Created by the French society Induct, Navia shuttles are designed to transport people over the "first and last miles" of a journey. EPFL's Innovation Square hosts a Research and Development team for Induct and will use its first vehicle for education and experiment, before setting up a real transportation service on the campus.
EPFL users might be surprised to see, in the days to come, a small white vehicle wandering around in the campus, possibly with no one on board! The School has acquired the first Navia driverless electric shuttle, created by the French company Induct, whose R&D team just installed offices in the Innovation Square in a research partnership.
Invented in 2009, Navia carries up to eight people at a maximum speed of 20 km/h, and was designed to complement conventional transportation, be it public or private. You could compare it to an elevator operating horizontally: the customer calls for it from a station thanks to a terminal or a smartphone app, steps in, chooses the destination on a touch screen... and can start reading the newspaper while the machine makes its way.
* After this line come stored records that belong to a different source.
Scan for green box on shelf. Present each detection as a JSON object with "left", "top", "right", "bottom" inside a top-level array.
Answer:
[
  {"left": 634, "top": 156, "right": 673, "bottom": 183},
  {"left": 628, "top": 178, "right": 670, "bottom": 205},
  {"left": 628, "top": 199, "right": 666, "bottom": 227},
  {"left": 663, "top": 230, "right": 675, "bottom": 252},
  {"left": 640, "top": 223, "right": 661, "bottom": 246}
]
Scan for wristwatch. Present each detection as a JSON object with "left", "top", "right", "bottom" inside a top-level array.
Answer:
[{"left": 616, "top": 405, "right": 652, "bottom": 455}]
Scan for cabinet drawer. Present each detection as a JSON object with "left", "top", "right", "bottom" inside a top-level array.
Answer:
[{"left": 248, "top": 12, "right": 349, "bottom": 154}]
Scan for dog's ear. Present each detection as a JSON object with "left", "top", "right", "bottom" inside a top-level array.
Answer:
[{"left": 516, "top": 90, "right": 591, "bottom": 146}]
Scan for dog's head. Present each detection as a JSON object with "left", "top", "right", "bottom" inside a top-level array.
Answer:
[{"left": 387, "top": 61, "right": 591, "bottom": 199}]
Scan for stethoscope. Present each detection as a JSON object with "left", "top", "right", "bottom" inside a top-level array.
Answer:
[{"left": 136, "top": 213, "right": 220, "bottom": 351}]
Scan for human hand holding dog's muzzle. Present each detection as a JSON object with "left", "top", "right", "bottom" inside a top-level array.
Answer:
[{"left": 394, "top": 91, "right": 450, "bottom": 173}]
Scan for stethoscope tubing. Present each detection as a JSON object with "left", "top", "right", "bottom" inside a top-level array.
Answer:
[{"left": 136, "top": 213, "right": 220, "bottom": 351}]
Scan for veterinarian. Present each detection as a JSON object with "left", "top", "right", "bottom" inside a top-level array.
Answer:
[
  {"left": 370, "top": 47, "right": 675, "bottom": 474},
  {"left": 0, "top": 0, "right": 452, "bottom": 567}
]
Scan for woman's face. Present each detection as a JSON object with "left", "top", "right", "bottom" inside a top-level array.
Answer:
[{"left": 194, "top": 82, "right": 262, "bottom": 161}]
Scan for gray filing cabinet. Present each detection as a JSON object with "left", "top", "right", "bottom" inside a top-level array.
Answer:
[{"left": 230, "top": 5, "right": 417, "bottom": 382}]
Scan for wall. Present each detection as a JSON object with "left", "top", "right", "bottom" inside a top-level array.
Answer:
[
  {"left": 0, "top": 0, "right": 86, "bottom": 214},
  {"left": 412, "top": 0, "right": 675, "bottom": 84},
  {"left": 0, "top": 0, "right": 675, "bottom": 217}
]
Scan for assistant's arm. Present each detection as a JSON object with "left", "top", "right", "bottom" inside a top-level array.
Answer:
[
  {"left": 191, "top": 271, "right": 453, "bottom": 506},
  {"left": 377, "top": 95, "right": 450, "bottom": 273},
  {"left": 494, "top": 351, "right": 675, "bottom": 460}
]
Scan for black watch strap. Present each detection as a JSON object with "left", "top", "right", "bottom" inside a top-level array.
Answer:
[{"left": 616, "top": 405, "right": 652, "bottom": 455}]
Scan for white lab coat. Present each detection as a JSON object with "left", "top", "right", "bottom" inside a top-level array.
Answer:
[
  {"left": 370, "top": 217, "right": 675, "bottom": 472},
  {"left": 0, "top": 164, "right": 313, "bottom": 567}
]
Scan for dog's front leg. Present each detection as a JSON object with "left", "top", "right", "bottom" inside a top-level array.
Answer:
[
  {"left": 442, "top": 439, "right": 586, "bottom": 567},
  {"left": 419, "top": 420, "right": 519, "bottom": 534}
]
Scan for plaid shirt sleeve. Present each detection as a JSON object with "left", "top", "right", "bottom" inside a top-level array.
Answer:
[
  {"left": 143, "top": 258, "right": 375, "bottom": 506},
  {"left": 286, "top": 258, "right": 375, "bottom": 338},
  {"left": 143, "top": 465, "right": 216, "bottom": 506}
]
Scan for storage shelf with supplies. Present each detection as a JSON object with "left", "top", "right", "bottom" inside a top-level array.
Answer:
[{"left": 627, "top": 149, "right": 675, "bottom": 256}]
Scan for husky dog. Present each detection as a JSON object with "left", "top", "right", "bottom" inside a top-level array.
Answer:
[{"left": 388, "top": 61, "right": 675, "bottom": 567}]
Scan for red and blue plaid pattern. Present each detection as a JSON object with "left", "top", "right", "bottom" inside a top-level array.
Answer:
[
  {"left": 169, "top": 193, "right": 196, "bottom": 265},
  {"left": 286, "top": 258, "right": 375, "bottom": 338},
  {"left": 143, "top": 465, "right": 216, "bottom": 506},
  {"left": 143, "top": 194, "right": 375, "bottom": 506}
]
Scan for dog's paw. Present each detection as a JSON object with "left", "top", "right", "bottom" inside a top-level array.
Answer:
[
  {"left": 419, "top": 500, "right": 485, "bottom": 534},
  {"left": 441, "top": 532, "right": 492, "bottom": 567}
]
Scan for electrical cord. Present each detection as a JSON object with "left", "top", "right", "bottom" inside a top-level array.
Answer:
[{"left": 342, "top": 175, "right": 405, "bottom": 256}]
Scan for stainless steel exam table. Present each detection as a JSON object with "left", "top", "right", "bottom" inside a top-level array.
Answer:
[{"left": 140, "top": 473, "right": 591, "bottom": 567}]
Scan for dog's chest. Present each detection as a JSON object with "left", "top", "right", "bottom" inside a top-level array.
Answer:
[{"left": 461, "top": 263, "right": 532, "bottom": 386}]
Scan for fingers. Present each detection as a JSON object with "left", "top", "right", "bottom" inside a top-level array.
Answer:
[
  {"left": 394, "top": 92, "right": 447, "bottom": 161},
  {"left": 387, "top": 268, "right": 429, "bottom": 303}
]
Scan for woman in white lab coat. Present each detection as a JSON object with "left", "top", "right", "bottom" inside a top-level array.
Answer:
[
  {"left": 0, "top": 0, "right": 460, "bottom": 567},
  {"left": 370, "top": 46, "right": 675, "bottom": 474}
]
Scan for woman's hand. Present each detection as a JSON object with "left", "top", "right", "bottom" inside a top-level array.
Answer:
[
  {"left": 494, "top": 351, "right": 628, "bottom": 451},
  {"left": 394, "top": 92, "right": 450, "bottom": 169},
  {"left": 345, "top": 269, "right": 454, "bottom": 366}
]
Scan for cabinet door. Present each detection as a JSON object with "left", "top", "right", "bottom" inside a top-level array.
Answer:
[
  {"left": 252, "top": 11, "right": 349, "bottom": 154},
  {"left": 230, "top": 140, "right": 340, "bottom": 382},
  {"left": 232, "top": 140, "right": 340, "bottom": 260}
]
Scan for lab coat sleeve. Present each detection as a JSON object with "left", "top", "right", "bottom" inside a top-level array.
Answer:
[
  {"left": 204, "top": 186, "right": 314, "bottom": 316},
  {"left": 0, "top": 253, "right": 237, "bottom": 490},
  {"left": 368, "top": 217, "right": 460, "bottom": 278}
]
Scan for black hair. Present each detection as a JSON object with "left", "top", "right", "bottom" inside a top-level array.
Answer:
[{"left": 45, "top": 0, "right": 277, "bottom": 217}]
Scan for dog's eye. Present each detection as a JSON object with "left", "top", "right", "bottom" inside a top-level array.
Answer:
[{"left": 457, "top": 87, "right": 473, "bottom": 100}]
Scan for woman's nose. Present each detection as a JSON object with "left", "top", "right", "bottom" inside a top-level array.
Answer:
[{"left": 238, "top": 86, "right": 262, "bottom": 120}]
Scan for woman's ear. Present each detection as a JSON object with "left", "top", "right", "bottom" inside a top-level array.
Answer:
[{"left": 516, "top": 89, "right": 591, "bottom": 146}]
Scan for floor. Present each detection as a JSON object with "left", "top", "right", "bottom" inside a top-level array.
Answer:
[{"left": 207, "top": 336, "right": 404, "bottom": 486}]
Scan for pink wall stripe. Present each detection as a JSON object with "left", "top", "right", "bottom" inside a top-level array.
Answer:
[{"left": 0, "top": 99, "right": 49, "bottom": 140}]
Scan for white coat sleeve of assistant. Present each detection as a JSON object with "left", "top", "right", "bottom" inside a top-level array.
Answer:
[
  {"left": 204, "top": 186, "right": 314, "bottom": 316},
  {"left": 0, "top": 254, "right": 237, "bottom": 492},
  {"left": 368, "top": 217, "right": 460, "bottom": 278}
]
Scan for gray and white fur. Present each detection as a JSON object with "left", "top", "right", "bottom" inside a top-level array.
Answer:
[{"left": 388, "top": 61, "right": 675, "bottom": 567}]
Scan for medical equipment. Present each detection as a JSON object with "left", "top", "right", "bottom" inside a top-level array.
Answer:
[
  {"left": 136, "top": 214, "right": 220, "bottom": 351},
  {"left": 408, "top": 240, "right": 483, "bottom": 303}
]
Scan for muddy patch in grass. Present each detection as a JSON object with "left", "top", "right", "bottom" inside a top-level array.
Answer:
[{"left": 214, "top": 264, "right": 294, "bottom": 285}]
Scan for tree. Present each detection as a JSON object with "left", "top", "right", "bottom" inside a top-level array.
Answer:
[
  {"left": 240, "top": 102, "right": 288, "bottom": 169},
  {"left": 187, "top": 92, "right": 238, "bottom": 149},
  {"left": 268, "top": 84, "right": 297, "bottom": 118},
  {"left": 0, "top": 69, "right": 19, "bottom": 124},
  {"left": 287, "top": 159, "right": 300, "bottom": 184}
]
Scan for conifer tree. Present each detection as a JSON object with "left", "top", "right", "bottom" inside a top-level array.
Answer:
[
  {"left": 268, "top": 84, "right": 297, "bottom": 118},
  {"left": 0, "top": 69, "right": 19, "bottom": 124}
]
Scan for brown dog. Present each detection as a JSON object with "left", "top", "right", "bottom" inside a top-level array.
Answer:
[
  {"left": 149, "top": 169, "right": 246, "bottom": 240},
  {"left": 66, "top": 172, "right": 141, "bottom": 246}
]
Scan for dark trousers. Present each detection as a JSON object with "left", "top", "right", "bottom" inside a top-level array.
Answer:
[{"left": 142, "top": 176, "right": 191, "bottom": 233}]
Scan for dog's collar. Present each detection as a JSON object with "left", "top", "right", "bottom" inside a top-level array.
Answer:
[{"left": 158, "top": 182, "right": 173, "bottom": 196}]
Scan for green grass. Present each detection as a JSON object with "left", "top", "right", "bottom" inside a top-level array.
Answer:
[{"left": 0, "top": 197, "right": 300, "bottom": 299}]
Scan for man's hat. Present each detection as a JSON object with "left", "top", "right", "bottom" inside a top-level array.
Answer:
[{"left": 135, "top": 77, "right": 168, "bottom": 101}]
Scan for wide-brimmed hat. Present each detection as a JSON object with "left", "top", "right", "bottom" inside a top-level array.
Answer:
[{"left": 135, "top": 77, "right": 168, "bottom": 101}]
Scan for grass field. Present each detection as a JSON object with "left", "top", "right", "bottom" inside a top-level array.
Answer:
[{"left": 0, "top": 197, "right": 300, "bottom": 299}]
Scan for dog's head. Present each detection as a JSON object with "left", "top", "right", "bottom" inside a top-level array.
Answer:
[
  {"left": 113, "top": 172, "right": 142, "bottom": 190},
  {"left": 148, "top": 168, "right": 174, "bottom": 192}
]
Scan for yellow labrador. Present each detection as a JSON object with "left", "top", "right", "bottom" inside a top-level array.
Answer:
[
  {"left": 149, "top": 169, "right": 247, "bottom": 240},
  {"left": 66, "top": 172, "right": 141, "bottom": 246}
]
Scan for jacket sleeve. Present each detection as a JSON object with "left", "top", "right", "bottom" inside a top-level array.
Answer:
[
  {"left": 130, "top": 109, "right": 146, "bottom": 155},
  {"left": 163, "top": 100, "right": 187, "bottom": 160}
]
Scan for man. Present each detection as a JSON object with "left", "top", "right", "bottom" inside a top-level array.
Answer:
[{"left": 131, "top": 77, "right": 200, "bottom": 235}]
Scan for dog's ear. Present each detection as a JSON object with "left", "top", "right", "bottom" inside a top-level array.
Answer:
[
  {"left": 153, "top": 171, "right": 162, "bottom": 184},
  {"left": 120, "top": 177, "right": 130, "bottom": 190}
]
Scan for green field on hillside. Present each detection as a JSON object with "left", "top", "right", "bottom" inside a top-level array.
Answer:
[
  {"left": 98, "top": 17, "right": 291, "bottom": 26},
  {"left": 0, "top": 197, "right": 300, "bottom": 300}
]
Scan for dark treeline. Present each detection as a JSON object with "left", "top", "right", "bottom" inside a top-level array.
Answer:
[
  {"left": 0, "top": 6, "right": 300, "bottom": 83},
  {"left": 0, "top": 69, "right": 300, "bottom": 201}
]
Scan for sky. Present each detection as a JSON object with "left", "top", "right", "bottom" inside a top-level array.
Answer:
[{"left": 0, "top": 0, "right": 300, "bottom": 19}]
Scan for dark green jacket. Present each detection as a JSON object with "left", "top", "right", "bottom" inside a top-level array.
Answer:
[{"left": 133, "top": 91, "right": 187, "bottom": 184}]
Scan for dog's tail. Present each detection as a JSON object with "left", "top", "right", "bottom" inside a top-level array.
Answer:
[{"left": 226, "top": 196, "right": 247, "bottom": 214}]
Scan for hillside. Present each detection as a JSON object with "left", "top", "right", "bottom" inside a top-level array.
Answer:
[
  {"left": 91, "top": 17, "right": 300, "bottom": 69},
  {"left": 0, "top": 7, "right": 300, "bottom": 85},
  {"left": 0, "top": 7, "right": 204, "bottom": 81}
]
The Navia is fitted with laser telemetry, GPS, 3D cameras and sensors that detect the vehicle's acceleration (accelerometers) and its rotation (gyroscopes) around all three axes (to and fro, side to side, up and down), enabling it to instantly calculate its position, route and distance traveled. It analyses all this information – location, route, and obstacles – in real time. Any perturbation on the way is dealt with by the on-board computer. The vehicle will either stop or avoid the problem. The environement is analyzed ten times per second over 360° and with a 200 meter range. "Under 50 meters, the computer knows if it's faced with a fixed or moving obstacle, calculates its speed and anticipates its route", states Pierre Levèvre, Founder and CEO of Induct.
EPFL: an open-air laboratory for the Navia
To step up its research into induction charging technology and artificial intelligence, Induct decided to work with the Ecole Polytechnique Fédérale de Lausanne (EPFL). The automated electric vehicle will be tested under real operating conditions on the EPFL campus. The research carried out will further the Navia's development and reveal new uses. "Our partnership with Induct enables us to advance our scientific research into induction charging and artificial intelligence, not just in the lab but also outside. This project takes its place in the development of our Innovation District, home to a number of startups in our Science Park. We're delighted to be taking part in this project," says Adrienne Corboud Fumagalli, EPFL's Vice-President for Innovation and Technology Transfer.
Professor Francis-Luc Perret, Vice-President for Planning and Logistics, adds: "As part of its Mobility Plan the EPFL is exploring the most innovative public transport solutions for the "last mile" (and the first). Following a public call for bids issued in 2011, the EPFL has chosen the solution offered by Induct and intends to collaborate to validate this concept with the competent authorities and its long-term implementation."